2. Focus on Savings Rate, Not Dollar Amount
Your savings rate matters far more than your current balance. A 50% savings rate will get you to FIRE in 17 years whether you start with $0 or $100,000.
3. Max Out Tax-Advantaged Accounts
In 2026, contribution limits are:
- 401(k): $24,000 ($31,500 if 50+, $27,500 if 60–63)
- IRA: $7,000 ($8,000 if 50+)
- HSA: $4,300 individual / $8,550 family
Every dollar in a tax-advantaged account works harder. See the full 2026 limits guide →
4. Invest in Total-Market Index Funds
The evidence overwhelmingly supports low-cost, broad-market index funds. A three-fund portfolio (U.S. total market, international, bonds) captures global market returns at near-zero cost.
5. Increase Income Strategically
While cutting expenses has a floor, income has no ceiling.
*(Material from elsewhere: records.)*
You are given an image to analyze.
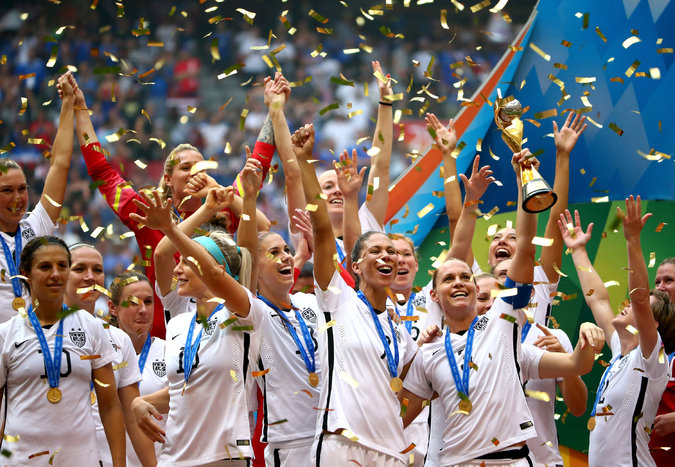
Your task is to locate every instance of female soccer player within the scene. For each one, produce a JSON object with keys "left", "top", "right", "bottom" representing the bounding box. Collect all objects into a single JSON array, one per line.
[
  {"left": 0, "top": 237, "right": 124, "bottom": 465},
  {"left": 559, "top": 201, "right": 675, "bottom": 466},
  {"left": 68, "top": 72, "right": 274, "bottom": 337},
  {"left": 399, "top": 151, "right": 604, "bottom": 466},
  {"left": 293, "top": 123, "right": 417, "bottom": 466},
  {"left": 108, "top": 270, "right": 167, "bottom": 466},
  {"left": 63, "top": 243, "right": 155, "bottom": 466},
  {"left": 0, "top": 73, "right": 76, "bottom": 323},
  {"left": 130, "top": 163, "right": 266, "bottom": 466}
]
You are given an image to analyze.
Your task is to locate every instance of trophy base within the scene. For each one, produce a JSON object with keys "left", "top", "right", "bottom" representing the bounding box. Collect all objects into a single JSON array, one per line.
[{"left": 522, "top": 180, "right": 558, "bottom": 213}]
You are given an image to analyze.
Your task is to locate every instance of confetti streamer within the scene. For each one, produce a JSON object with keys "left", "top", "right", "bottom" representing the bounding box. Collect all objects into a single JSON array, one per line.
[{"left": 529, "top": 43, "right": 551, "bottom": 61}]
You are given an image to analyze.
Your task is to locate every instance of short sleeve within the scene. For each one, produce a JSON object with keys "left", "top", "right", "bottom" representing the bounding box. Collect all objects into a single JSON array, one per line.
[
  {"left": 155, "top": 281, "right": 193, "bottom": 321},
  {"left": 116, "top": 330, "right": 142, "bottom": 388},
  {"left": 521, "top": 343, "right": 546, "bottom": 382},
  {"left": 403, "top": 351, "right": 434, "bottom": 400},
  {"left": 84, "top": 314, "right": 115, "bottom": 370},
  {"left": 641, "top": 333, "right": 669, "bottom": 380},
  {"left": 358, "top": 204, "right": 383, "bottom": 233},
  {"left": 237, "top": 289, "right": 264, "bottom": 330},
  {"left": 315, "top": 270, "right": 354, "bottom": 312},
  {"left": 400, "top": 325, "right": 417, "bottom": 366},
  {"left": 0, "top": 323, "right": 9, "bottom": 387},
  {"left": 26, "top": 200, "right": 59, "bottom": 236},
  {"left": 610, "top": 332, "right": 622, "bottom": 360}
]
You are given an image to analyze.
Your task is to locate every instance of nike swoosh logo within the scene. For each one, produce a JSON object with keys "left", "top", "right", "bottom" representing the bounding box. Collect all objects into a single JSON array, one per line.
[
  {"left": 15, "top": 340, "right": 29, "bottom": 348},
  {"left": 432, "top": 349, "right": 443, "bottom": 356},
  {"left": 171, "top": 334, "right": 181, "bottom": 340}
]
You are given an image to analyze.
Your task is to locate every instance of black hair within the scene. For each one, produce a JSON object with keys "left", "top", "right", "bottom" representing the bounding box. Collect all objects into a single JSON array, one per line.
[
  {"left": 651, "top": 290, "right": 675, "bottom": 354},
  {"left": 19, "top": 236, "right": 71, "bottom": 293}
]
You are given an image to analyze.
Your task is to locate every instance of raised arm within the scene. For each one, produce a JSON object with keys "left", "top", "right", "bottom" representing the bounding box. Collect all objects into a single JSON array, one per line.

Focus on high-ROI career moves: negotiate salary (+$5–15K), build marketable skills, or start a side business.
Your Next Steps
Frequently Asked Questions
Fidelity recommends 1× your salary. The median American in their early 30s has about $33,000 in retirement accounts. FIRE practitioners with a 50%+ savings rate who started at 22 would have roughly $180,000+ by 30. If you're behind, focus on maximizing your savings rate going forward — it's the most impactful variable.
Per Fidelity data: 20s ($16,500 avg / $6,200 median), 30s ($59,200 / $22,400), 40s ($130,100 / $47,800), 50s ($210,300 / $77,200), 60s ($230,400 / $87,600). Always focus on the median — averages are heavily skewed by high balances.
Using the 4% rule: 25× your annual expenses. At $40,000/year expenses = $1,000,000. At $60,000/year = $1,500,000. Starting at 22 with a 55% savings rate and 7% returns, you'd hit $1.5M around age 40–42. Use our calculator with your specific numbers.
Yes. The median 55–64 year old has roughly $170,000 saved — generating only about $6,800/year at 4%. Social Security replaces roughly 40% of pre-retirement income for the median earner, but that still leaves a significant gap. This is exactly why the FIRE movement's emphasis on high savings rates early in your career is so powerful.